Выбрать главу

— Слишком много знаешь, — ответил генерал.

— Они что же… убьют его? — испугалась Валерия.

— Да нет, упекут в тюрьму, как положено, по закону. Другое дело, что оттуда он уже не выйдет.

— По какому закону?! За что?! — вырвалось у меня.

— За убийство, Женя, за убийство, — генерал был холоден, как покойник на сорокаградусном морозе.

— Но он же не убивал! — воскликнула Валерия. — Это докажет…

— Этого никто не будет доказывать, — он принялся мерно расхаживать по гостиной. — Когда речь идет о делах, в которых замешаны высшие чиновники…

— Правительство?! — поперхнулся я.

— А как ты думал?.. Ты знаешь, как вывозится такой груз?.. Для этого нужно согласие страны-импортера, разрешение КОКОМ — есть такая международная контора, которая следит за перемещением стратегического сырья.
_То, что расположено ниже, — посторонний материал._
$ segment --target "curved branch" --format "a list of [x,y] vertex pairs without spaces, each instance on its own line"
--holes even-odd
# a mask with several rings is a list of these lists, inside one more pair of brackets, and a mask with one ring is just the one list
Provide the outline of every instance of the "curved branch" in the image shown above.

Эксперт с той стороны приезжает в лабораторию завода-изготовителя, после подписания протокола о намерениях берет пробу в ампуле и проверяет там, у себя. По технологии срок изготовления «красной вишни» — две недели; после этого заказчик возвращается и лично пломбирует партию… Это старая посылочка! В восемьдесят шестом германская разведка вместе с «Моссадом» задержала курьера с таким дипломатом во Франкфурте-на-Майне, он следовал транзитом в Абу-Даби. Пришла шифровка: «Ищем новый канал транспортировки, от пересылки временно воздержитесь». А тут наши события… Словом, воздержались, залегли на дно, и вот только когда всплыли. Оказия подвернулась — конгресс. Видимо, у твоего немца были документы на вывоз, но ты спутал им карты, и немца убрали, чтобы не завалить новый канал.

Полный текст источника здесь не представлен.